63 year old male patient operated for carcinoma prostate came for FDG PET/CT evaluation for recurrent tumor. Coronal CT and the PET/CT fused image showing non FDG avid multiple sclerotic lesions in the sacrum and right iliac bones. Multiple similar lesions also were seen in various vertebral bodies, scapulae and ribs (not shows here)
PET/CT in combination with PSA levels can play a significant role in detecting and staging prostate cancer. Although Prostate-specific antigen measurements are considered a useful organ-specific marker, but they are alone not necessarily an adequate tumor marker.
Localized disease within the prostate and pelvic lymph nodes can be difficult to image with PET/CT because of the proximity of bladder activity as there is will be spillover of radiotracer uptake.
The radiotracers used in prostate PET/CT:
- Fluorodeoxyglucose (FDG): have a role in the detection of lymph node metastases, particularly in patients with relapsed disease after primary treatment. The sensitivity is around 50%. FDG-PET has an excellent detection rate for lytic skeletal metastases, but it has a poor detection rate for sclerotic metastases as in our case.

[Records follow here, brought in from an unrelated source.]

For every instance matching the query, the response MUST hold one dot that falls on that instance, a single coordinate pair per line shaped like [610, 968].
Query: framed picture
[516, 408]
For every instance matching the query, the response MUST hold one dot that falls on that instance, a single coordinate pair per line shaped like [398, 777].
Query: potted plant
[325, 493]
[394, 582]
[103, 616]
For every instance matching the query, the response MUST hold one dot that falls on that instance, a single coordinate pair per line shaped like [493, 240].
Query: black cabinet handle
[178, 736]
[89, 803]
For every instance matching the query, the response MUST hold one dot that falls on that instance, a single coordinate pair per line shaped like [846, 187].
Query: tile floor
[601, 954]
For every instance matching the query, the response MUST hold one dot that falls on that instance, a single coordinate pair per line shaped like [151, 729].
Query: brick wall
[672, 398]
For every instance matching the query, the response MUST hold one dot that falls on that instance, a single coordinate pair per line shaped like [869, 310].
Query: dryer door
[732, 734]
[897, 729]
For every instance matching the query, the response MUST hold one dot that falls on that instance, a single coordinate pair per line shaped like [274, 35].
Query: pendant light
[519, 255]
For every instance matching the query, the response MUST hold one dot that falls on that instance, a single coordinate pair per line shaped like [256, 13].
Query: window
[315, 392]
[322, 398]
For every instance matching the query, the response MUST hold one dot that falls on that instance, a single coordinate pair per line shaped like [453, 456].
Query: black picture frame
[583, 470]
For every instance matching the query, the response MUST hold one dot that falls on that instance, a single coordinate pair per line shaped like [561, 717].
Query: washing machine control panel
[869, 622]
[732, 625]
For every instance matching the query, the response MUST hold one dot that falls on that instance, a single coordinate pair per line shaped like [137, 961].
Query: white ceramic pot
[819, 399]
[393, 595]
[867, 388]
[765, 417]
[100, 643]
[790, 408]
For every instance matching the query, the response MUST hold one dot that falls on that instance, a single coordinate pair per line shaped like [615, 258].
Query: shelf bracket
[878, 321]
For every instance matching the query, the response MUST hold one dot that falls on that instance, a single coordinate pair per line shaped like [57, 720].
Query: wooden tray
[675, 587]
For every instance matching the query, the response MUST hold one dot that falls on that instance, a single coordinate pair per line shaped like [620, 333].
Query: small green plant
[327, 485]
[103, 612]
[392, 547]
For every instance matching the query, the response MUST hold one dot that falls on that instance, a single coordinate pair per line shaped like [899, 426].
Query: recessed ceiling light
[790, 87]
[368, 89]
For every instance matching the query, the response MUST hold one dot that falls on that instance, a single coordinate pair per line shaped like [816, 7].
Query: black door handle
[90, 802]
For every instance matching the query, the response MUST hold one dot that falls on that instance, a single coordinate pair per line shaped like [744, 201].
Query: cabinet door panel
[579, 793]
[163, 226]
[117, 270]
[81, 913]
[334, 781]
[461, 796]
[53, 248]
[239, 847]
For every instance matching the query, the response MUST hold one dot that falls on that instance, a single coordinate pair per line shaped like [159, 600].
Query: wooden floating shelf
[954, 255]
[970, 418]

- Carbon 11 (C11)–acetate and C11-choline (18F-Choline): Shown promising alternative but they are less readily available and still under assessment. Few recent studies have showed conflicting results as one study says there is relative high rate of false-negative results as prostatic disorders other than cancer may accumulate 11C-choline. Some other study shows C11-choline PET/CT can differential prostate carcinoma from benign hyperplasia, chronic prostatitis, or normal prostate tissue. The C11 choline has shows promising results in staging of the tumor; however it still needs more studies.
To conclude sextant /10 core biopsy along with PSA are the mainstay of diagnosis and FDG PET/CT and C11 Choline PET/CT are for the staging, treatment planning and response evaluation.